Schließlich ist neben einer Bund-Länder-Kommission ein Untersuchungsausschuss auf Bundesebene vonnöten. In einem Antragsentwurf der SPD-Fraktion dazu heißt es: „Die von der als „Zwickauer Terrorzelle“ bekanntgewordenen rechtsextremistischen Gruppe „Nationalsozialistischer Untergrund“ (NSU) in den Jahren 2000 bis 2007 begangenen Morde quer durchs Land zählen zu den schwersten und abscheulichsten Verbrechen, die die Bunderepublik Deutschland bislang erleben musste.“
Dass so etwas Unfassbares überhaupt möglich war, zeigt, dass die Strukturen der Sicherheitsbehörden auf Bundes- und Länderebene dringend überprüft werden müssen.
Bund-Länder-Expertenkommission
Die schonungslose und transparente Aufarbeitung möglicher Fehler und Versäumnisse der deutschen Sicherheitsbehörden (Verfassungsschutzbehörden, Polizeien und Staats-anwaltschaften) ist – neben der lückenlosen und zügigen Aufklärung der menschenverachtenden Taten selbst – oberstes Gebot und ein wichtiges Zeichen für die Familien und Freunde der Opfer sowie für die Gesellschaft insgesamt. Geklärt werden muss dabei auch, aus welchen Gründen es überhaupt zu diesen menschenverachtenden Taten kommen konnte und was die Schlussfolgerungen aus all dem sind.
Zur Erreichung dieses Ziels sind dem Antrag zufolge Bund und Länder gleichermaßen in der Pflicht, jede Anstrengung zu unternehmen, um schnell Klarheit auf allen Ebenen über möglicherweise bestehende Mängel zu erlangen und die notwendigen Schlussfolgerungen zu ziehen. Es bedarf einer parlamentarischen Untersuchung durch den Deutschen Bundestag, um mögliche Fehler und Versäumnisse der Sicherheitsbehörden auf Bundesebene aufzuklären und die hierbei gewonnenen Erkenntnisse mit den Ergebnissen der Bund-Länder-Expertenkommission zu den möglichen Defiziten bei den Sicherheitsbehörden der Länder und an den Schnittstellen zwischen Länder- und Bundesbehörden zusammenzuführen.

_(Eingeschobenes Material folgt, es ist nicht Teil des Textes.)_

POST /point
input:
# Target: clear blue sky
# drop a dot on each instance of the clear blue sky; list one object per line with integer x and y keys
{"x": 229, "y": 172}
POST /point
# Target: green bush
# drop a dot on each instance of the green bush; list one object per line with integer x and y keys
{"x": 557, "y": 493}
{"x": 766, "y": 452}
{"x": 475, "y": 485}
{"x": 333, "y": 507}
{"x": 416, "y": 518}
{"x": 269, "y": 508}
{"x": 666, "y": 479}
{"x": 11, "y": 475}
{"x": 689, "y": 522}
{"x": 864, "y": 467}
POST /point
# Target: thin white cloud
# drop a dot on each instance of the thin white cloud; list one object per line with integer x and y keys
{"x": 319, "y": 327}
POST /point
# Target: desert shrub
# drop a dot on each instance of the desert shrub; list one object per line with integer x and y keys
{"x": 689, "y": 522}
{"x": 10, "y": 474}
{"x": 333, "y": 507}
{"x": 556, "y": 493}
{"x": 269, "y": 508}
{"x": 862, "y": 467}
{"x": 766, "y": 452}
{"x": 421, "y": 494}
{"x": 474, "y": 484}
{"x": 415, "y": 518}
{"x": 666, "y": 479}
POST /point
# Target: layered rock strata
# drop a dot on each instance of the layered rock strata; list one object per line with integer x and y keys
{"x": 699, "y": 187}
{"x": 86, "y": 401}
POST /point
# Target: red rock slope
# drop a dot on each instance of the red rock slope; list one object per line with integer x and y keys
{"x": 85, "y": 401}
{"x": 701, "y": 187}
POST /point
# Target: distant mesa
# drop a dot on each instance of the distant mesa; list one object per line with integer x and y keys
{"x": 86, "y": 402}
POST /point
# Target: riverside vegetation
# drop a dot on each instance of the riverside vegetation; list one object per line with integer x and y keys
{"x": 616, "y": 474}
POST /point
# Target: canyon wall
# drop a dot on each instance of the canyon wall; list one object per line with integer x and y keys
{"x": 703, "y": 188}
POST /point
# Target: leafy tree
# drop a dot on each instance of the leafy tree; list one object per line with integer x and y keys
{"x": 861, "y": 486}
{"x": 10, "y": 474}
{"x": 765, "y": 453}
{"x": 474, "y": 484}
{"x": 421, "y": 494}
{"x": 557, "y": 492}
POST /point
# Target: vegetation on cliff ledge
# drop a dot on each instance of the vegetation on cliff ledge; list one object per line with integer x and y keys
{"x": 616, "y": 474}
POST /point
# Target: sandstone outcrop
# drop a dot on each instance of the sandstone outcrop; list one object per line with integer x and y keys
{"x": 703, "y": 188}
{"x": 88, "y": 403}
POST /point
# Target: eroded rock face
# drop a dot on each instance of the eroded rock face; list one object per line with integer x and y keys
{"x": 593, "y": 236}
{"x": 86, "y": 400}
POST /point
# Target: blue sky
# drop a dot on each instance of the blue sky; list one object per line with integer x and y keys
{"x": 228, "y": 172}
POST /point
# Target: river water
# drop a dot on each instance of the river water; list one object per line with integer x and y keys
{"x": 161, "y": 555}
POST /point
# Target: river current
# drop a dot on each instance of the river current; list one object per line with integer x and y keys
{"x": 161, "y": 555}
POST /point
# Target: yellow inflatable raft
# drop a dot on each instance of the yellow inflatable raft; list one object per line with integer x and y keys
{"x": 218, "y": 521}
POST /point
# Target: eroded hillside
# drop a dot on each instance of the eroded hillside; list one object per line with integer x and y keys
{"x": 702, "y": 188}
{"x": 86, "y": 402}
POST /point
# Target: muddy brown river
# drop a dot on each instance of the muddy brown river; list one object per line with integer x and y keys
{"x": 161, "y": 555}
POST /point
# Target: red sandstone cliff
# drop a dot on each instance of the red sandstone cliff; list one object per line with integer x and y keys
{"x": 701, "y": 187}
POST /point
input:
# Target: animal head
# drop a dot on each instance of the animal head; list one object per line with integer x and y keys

Überprüfungen der Gesamtstruktur
Nur so lässt sich das von allen demokratischen Kräften geforderte Ziel der umfassenden Fehleranalyse und der Überprüfung der Gesamtstruktur der Sicherheitsbehörden auf Bundes- und Länderebene sachgerecht erreichen. Deshalb fordert die SPD-Fraktion die Einsetzung eines parlamentarischen Untersuchungsausschusses als „Legislativ- und Empfehlungsenquete“, um die erforderlichen Maßnahmen und Vorschläge auf möglichst breiter und gesicherter Tatsachengrundlage sachgerecht vorzubereiten. Auf Arbeitsebene sind sich die Fraktionen des Deutschen Bundestages auch weitgehend einig. Allerdings besteht noch nicht bei allen Punkten Konsens.
Die SPD-Fraktion begrüßt den Beschluss der Bundesinnenministerkonferenz, den Bundesminister des Innern zu beauftragen, eine Bund-Länder-Expertenkommission bei seinem Ministerium einzusetzen, und erwartet eine rasche Aufnahme der Arbeit der Kommission. Sie soll – in Ergänzung zur Aufklärungsarbeit auf der Ebene der Bundesbehörden durch den zeitgleich eingesetzten parlamentarischen Untersuchungsausschuss des Bundestages – vor allem die Aufarbeitung des Sachverhalts auf der Ebene der Sicherheitsbehörden der Länder betreiben.